Housebuilder Taylor Wimpey is close to receiving a huge cash injection in a bid to shore up its balance sheet.

The rescue is being co-ordinated by investment bank UBS, and JP Morgan Cazenove.

The agreement, which is believed to raise as much as £500 million could be reached by Wednesday, at which time a trading update is due, which is expected to be downbeat.

Chairman Norman Askew, and chief executive Peter Redfern, are conducting talks with its banks to relax lending covenants on bank debt of £1.9 billion.

Its largest shareholders, who are supporting the proposal, are Alliance Bernstein, Legal & General, M&G, Scottish Widows, Standard Life and Toscafund. Between them, they hold over 25% of the company’s stock.

As well as the shareholders, several high-profile hedge funds, including Och Ziff, have been approached by UBS to pump funds into the housebuilder.

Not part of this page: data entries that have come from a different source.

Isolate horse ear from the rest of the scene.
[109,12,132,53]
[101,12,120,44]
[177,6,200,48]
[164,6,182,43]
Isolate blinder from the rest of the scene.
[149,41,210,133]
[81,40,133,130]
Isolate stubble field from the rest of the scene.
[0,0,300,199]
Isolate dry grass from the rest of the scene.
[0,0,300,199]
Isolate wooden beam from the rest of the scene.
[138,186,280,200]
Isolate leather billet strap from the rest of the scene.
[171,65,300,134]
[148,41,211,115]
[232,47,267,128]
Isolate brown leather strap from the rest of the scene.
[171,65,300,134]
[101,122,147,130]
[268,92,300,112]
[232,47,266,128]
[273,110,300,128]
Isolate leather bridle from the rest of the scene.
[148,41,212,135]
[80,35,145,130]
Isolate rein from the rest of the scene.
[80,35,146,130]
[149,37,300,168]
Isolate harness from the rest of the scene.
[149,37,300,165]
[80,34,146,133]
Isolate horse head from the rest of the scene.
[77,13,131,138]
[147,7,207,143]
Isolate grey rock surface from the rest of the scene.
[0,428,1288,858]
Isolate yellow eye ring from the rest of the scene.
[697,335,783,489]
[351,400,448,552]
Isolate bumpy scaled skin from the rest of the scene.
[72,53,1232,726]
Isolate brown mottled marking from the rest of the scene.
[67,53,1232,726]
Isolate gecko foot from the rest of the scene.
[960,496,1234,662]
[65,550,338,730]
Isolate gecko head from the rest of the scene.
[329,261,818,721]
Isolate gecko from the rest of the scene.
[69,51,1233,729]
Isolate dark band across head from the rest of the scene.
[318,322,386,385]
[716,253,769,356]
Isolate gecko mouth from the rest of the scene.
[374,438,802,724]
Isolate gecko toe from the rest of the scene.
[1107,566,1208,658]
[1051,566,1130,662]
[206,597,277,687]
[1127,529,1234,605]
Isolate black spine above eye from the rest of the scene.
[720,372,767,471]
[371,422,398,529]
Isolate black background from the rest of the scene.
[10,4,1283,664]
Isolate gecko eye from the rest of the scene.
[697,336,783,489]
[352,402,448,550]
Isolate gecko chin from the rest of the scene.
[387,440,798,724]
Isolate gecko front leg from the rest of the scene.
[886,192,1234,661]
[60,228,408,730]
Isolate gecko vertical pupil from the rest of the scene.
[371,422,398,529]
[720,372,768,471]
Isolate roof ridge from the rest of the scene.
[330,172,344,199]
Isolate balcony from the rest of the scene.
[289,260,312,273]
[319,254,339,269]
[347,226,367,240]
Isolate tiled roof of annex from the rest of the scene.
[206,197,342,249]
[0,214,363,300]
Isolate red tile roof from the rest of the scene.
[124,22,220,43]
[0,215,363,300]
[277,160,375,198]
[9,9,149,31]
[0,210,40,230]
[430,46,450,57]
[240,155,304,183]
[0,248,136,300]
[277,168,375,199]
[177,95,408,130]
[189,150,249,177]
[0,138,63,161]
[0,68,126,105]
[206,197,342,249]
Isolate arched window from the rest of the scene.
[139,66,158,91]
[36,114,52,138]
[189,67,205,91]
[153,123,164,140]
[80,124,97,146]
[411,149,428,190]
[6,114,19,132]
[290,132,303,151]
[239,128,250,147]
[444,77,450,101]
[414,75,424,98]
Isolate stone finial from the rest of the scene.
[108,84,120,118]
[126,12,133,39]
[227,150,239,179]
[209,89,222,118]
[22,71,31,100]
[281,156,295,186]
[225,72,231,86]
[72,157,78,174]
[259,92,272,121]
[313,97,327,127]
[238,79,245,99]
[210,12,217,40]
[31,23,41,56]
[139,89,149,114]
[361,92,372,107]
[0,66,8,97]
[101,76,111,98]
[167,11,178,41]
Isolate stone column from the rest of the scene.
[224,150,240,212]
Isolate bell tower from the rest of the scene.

The proposal is for the placing to be underwritten and to give other smaller investors an opportunity to participate.

The entire housebuilding sector has been suffering of late due to the credit crunch and housing slowdown. The company recently announced it was to close 13 of its 39 offices across the UK.

Other housebuilding giants Bovis Homes and Persimmon have announced warnings lately and the latter recently confirmed that it is to stop building on new sites until market conditions improve, which could result in tens of thousands of job losses.

Taylor Wimpey was formed by the merger of Taylor Woodrow and George Wimpey last July and is one of Britain’s largest housebuilders.

It also has a large presence overseas and is currently building houses in Florida, San Francisco and Texas. In Europe, the group has divisions in Spain and Gibraltar.

Since the start of the year, the company has lost 80% of its stockmarket value and is now worth just £650 million.

The group is sitting on a valuable land bank, however, like many of its indebted sector peers, it requires extra funds to guide it through the current economic climate.

Last Friday, shares in the company soared by 12% on the belief that a rescue capital injection was imminent.